- VCD cover
- Directed by: V. S. Reddy
- Written by: A. Karunakaran
- Based on: Tholi Prema (Telugu)(1998)
- Produced by: G. V. G. Raju
- Starring: V. Ravichandran Rachana Banerjee Nagesh Suman Nagarkar
- Cinematography: G. S. V. Seetharam
- Edited by: Shyam Yadav
- Music by: V. Ravichandran
- Production company: S S C Arts
- Release date: 12 May 2000;
- Running time: 142 minutes
- Country: India
- Language: Kannada

= Preethsu Thappenilla =

Preethsu Thappenilla is a 2000 Indian Kannada-language romantic comedy film directed by V. S. Reddy and produced by GVG Raju. The film stars V. Ravichandran, Rachana Banerjee and Nagesh in the leading roles.

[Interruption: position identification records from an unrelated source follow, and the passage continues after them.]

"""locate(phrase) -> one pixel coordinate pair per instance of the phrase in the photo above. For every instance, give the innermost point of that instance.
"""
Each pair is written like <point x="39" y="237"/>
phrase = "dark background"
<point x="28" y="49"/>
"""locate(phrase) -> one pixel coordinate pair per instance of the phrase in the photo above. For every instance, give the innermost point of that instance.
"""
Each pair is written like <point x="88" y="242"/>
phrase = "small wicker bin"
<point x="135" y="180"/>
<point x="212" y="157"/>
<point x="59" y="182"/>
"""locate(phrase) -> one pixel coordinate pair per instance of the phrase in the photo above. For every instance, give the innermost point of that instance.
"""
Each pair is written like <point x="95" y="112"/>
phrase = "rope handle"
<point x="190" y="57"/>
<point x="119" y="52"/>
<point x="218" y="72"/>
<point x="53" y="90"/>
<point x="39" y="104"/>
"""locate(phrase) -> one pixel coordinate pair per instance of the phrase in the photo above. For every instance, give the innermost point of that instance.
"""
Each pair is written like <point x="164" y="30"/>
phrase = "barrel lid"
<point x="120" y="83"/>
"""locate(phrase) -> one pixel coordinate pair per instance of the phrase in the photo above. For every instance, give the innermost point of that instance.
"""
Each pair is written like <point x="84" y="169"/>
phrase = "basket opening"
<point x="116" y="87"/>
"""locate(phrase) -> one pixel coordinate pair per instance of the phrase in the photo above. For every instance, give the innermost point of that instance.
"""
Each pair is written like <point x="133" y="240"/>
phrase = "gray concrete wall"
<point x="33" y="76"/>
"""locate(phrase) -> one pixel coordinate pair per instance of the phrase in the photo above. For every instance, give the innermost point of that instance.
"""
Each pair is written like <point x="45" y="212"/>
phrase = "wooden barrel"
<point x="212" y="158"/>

The film was a remake of Telugu film Tholi Prema (1998) directed by A. Karunakaran which won the National Film Award for Best Feature Film in Telugu. The music was composed and lyrics written by Ravichandran.

== Soundtrack ==
The music was composed and lyrics written by V. Ravichandran. A total of five tracks have been composed for the film and the audio rights brought by Lahari Music.

Track listing
| No. | Title | Singer(s) | Length |
|---|---|---|---|
| 1. | "Oho Tirupathi Thimmappa" | Suresh Peters, L. N. Shastry |  |
| 2. | "Hehe Oho" | S. P. Balasubrahmanyam, Ramesh Chandra, L. N. Shastry, Suma Shastry |  |
| 3. | "Nee Yaarele" | Hariharan |  |
| 4. | "I Love You Feeling" | S. P. Balasubrahmanyam, Malgudi Subha |  |
| 5. | "Oh Nannavalu Green Signal" | S. P. Balasubrahmanyam, Suma Shastry |  |

==Reception==
Indiainfo wrote "Good performance, photography and foot-tapping music go a long way in making this movie a good family entertainer. It is definitely worth a dekko. Director V S Reddy, who has successfully tried a series of subjects in Telugu and Tamil, has done his job well. If one ignores the regular ingredients, this film, a remake of Telugu hit Tholi Prema, on the whole is an entertaining film". Go4i wrote "A remake of Telugu hit Tholi Prema, the film is very interesting in bits and pieces, specially being a clean straightforward entertainer, it makes for great entire family viewing".